Note that I did not include payment reform on my list of priorities. There is a lot of good stuff going on right now in some places even under the fee for service system. Implementation of global payments may produce some incremental gain, but I think the items I have mentioned will have a more immediate return. But, if the way to get primary care doctors more money is to move to a global payment system, I am fine with that. You raise the actuarial risk issue in your last questions. That definitely has to be incorporated into the global payment regime, or it will fail.
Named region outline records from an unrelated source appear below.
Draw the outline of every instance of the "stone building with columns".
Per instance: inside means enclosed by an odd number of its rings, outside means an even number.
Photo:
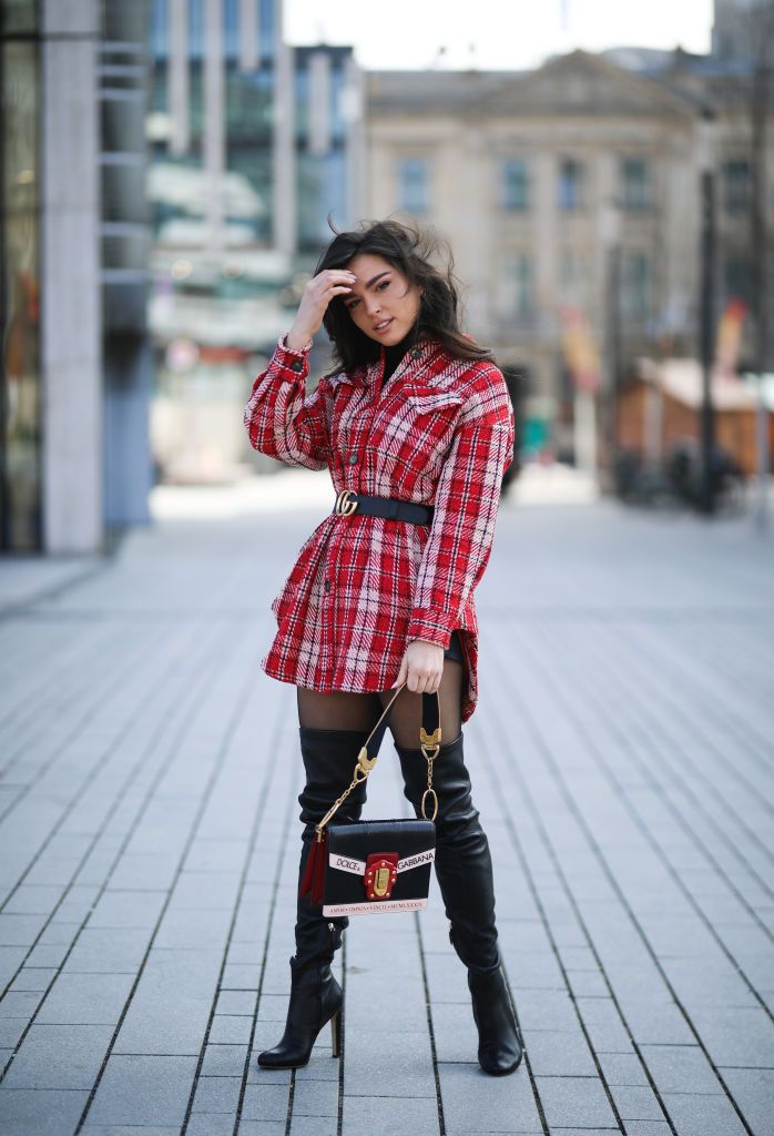
[[[448,239],[468,329],[502,365],[528,368],[527,416],[549,420],[560,450],[573,414],[569,308],[598,346],[603,389],[639,354],[698,349],[710,92],[700,69],[665,70],[664,59],[648,72],[574,51],[522,73],[369,76],[369,215],[407,214]],[[721,303],[746,272],[733,203],[743,208],[749,177],[733,116],[721,114],[716,144],[722,227],[737,234]]]

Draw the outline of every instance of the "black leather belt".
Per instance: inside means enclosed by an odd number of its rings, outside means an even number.
[[[407,520],[411,525],[429,525],[435,509],[431,504],[402,501],[399,498],[378,498],[369,493],[342,490],[333,510],[337,517],[351,517],[353,512],[367,517],[384,517],[386,520]]]

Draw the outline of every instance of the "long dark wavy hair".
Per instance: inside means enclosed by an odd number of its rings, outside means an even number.
[[[452,251],[445,241],[429,228],[420,228],[388,218],[361,222],[348,233],[338,232],[320,257],[314,275],[327,268],[345,268],[353,257],[369,253],[382,257],[393,268],[422,292],[412,340],[436,340],[455,359],[494,362],[491,351],[479,346],[460,328],[458,285],[454,276]],[[443,257],[444,267],[434,259]],[[351,373],[379,358],[380,344],[365,335],[344,306],[346,296],[337,295],[328,304],[322,324],[333,343],[336,371]]]

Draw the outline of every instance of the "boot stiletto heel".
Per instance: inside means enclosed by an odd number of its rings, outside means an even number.
[[[330,1055],[338,1058],[342,1055],[342,1011],[330,1019]]]

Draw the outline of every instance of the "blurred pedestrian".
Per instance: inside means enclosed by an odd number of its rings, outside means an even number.
[[[478,699],[473,590],[513,460],[514,417],[490,352],[460,328],[451,256],[441,269],[438,249],[429,233],[395,220],[337,233],[255,379],[244,416],[253,448],[291,466],[327,467],[338,494],[272,602],[278,627],[261,666],[296,686],[306,771],[300,880],[314,826],[403,684],[389,729],[405,795],[421,816],[422,693],[438,694],[441,737],[451,741],[434,762],[436,876],[452,945],[468,967],[479,1062],[508,1074],[521,1047],[462,724]],[[308,394],[321,325],[336,366]],[[363,783],[337,822],[357,820],[364,799]],[[330,964],[347,926],[298,893],[286,1028],[260,1066],[306,1064],[328,1021],[339,1052],[343,993]]]

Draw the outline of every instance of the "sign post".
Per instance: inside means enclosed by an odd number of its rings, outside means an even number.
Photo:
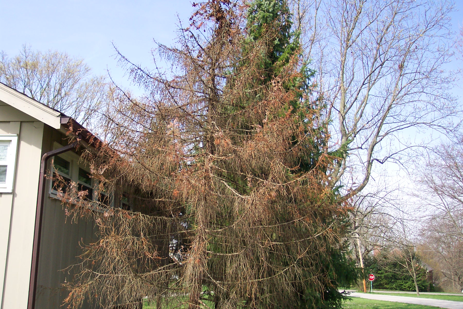
[[[371,284],[370,287],[370,293],[373,290],[373,280],[375,280],[375,275],[373,274],[370,274],[368,275],[368,280],[370,280],[370,284]]]

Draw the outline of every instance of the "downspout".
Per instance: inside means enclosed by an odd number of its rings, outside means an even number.
[[[38,274],[38,254],[40,249],[40,236],[42,233],[42,220],[44,214],[44,201],[45,200],[45,177],[47,163],[50,157],[66,152],[75,148],[79,142],[65,146],[56,150],[46,152],[40,161],[40,172],[38,178],[38,194],[37,196],[37,208],[35,213],[35,229],[34,231],[34,244],[32,246],[32,264],[31,267],[31,279],[29,281],[29,300],[27,309],[35,309],[37,277]]]

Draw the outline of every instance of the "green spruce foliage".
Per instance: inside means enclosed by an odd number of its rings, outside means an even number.
[[[420,291],[433,291],[432,284],[427,280],[426,269],[419,259],[416,267],[417,281]],[[375,274],[373,289],[415,291],[413,278],[400,265],[402,261],[386,254],[367,257],[365,260],[365,273]],[[402,263],[404,264],[404,263]]]

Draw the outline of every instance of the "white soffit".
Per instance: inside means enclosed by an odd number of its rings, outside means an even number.
[[[61,126],[61,113],[0,83],[0,101],[55,129]]]

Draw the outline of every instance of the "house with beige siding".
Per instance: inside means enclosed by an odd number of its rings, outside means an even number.
[[[80,151],[68,145],[70,130]],[[62,284],[72,274],[61,270],[77,261],[79,241],[94,239],[94,227],[66,221],[45,176],[73,181],[92,198],[94,181],[79,151],[94,140],[74,120],[0,83],[0,309],[58,308],[67,296]]]

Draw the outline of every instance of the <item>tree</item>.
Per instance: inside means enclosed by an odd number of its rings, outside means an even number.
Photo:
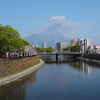
[[[4,51],[20,51],[25,45],[29,45],[29,43],[20,38],[16,29],[0,24],[0,54]]]

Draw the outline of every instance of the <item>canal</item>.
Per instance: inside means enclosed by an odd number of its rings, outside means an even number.
[[[0,88],[0,100],[100,100],[100,65],[54,56],[23,80]]]

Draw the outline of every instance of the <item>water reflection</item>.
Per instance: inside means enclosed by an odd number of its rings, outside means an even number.
[[[56,63],[55,56],[41,56],[41,58],[46,63]],[[90,74],[91,67],[95,67],[96,69],[100,68],[98,63],[84,61],[79,59],[67,58],[63,56],[59,56],[58,63],[66,63],[68,66],[81,71],[83,74]]]
[[[0,89],[0,100],[100,100],[100,65],[78,59],[41,57],[37,72]]]
[[[26,89],[35,82],[35,73],[19,82],[0,88],[0,100],[26,100]]]

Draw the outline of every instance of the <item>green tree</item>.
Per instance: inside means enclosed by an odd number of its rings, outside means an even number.
[[[4,51],[20,51],[25,45],[29,45],[29,43],[20,38],[16,29],[0,24],[0,54]]]

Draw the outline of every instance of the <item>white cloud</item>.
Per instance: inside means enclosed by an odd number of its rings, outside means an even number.
[[[62,34],[69,37],[79,33],[81,26],[81,23],[68,21],[65,16],[52,16],[50,21],[43,25],[42,33]]]

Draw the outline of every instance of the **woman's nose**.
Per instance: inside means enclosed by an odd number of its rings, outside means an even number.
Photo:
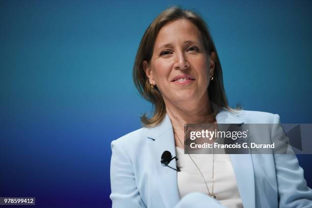
[[[174,67],[174,69],[180,70],[184,70],[190,67],[190,63],[186,60],[183,53],[177,54]]]

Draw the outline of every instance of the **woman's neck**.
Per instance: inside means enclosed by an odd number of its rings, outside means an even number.
[[[185,102],[180,105],[166,103],[166,110],[174,129],[183,129],[184,124],[211,123],[214,121],[214,118],[211,116],[213,110],[209,98],[199,102],[197,105],[188,105]]]

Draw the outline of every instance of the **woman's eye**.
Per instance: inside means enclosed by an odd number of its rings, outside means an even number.
[[[160,55],[169,55],[171,54],[171,51],[170,51],[170,50],[163,50],[161,52]]]
[[[187,50],[187,51],[195,52],[198,51],[198,48],[197,47],[193,46],[189,47]]]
Here are my ideas for the national scene: http://runningahospital.blogspot.com/2010/02/how-to-get-enough-votes-in-senate.html

Anonymous said...

This post raises so many issues that it’s difficult to address all of them. In fact, I’ll split my response into two comments. First and foremost, Massachusetts should have addressed these issues before they added all those people to the insurance rolls, not later when the costs predictably skyrocketed. In terms of the state asking all these questions, I have two conflicting reactions – a) they are getting at the right issues and trying to gather the correct data, and give them credit for trying to be inclusive rather than dictatorial. (Although, “integrated health care system" – huh?)
But b) asking hospitals, especially those with the highest reimbursements, is kind of like asking the fox how many chickens he’s seen in the coop lately, and what the explanation is for those feathers hanging out of his mouth. Even asking the MHA is likely to provide biased answers. I think they should gather this data themselves, since I am sure they will hear other answers from the health care lobbyists. The only hospitals who will take the time to answer all these questions are the ones who want to defend the status quo.

nonlocal MD

Anonymous said...

Part II (warning, long) - As far as Paul’s list, I agree; except I think it is naïve to expect that simply paying more to primary care providers will do anything at all to change their referral patterns. I think they will just collect more money per visit and keep right on ordering too many tests and referring to specialists, for reasons of both knowledge-base deficiencies and defensive medicine. To quote from a recent article in the NEJM on this issue:

“….Although the [medical home] model calls for primary care practices to take responsibility for providing, coordinating, and integrating care across the health care continuum, it provides no direct incentives to other providers to work collaboratively with primary care providers in achieving these goals and optimizing health outcomes. [Also], although evidence suggests the increased investment in primary care can result in savings from several types of reductions – for example, inappropriate use of tests and procedures, ER utilization, and [unnecessary] hospitalizations - most primary care practices do not have financial arrangements that allow them to share in these savings.”
(NEJM 361:2301, 2009)

Putting them together with specialists in a shared-risk organization, in addition to paying them more, would do far more to promote their education by the specialists and incentivize everyone to reduce costs. In addition, such an organization could spread malpractice risk and reduce defensive medicine costs.

nonlocal

Anonymous said...

Fram Facebook:

Sherman: Talk about loaded and leading questions. While this form may be useful to stimulate disussion or as a directional indicator, it is no likely to produce definitive response. What is its purpose?